In summary, the analyzed studies demonstrate the effectiveness of the Fenton process and its variations in removing contaminants such as herbicides, insecticides, and organic compounds in wastewater, underscoring the importance of optimizing operational conditions to achieve greater efficiency in degrading these compounds.

This research modeled the homogeneous photocatalysis process photo-Fenton for the treatment of the synthetic water sample with 50 mg.L^-1 Carbendazim in a photo-Fenton process, in a range of FeSO₄ from 41.55 - 841.75 mg.L^-1 and H₂O₂ from 100 - 2000 mg.L^-1, having as response variable the percentage of mineralization in terms of TOC. The fitting method implemented for the TOC response was multiple linear regression resulting in a model with an adjusted R² = 0.8547. The model was validated using residual analysis, indicating that the errors are independent, follow a normal distribution, and have constant variance. Therefore, the model and the conclusions derived from it are valid.
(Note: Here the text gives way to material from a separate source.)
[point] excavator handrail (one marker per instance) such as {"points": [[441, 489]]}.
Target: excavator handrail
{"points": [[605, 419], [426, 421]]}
The comparative analysis conducted in this study reveals a trend towards optimizing operational conditions in Fenton processes to achieve greater efficiency in degrading harmful chemical compounds present in wastewater.

There is a convergence in the use of advanced experimental designs, such as factorial experimental design and RSM, to assess the influence of key variables like H₂O₂ concentration and catalyst concentration (Fe²⁺) on the degradation kinetics of contaminants like herbicides, insecticides, and organic compounds.

The results indicate that increasing H₂O₂ concentration leads to faster degradation kinetics of the studied contaminants, suggesting that hydrogen peroxide plays a crucial role as a limiting reagent in Fenton oxidation processes. Furthermore, the importance of fitting to mathematical models, such as the quadratic model, to adequately describe the kinetics of contaminant elimination is evident, along with the use of central composite designs and quadratic polynomial regression analysis to establish significant relationships between operational variables and contaminant removal efficiency, thus facilitating treatment conditions optimization.

Practically speaking, it is noteworthy that optimizing operational variables like FeSO₄ and H₂O₂ dosage can result in significant contaminant removal, as observed in TOC reduction. These findings underscore the feasibility and effectiveness of Fenton processes and their variations for treating wastewater contaminated with organic and inorganic chemical compounds.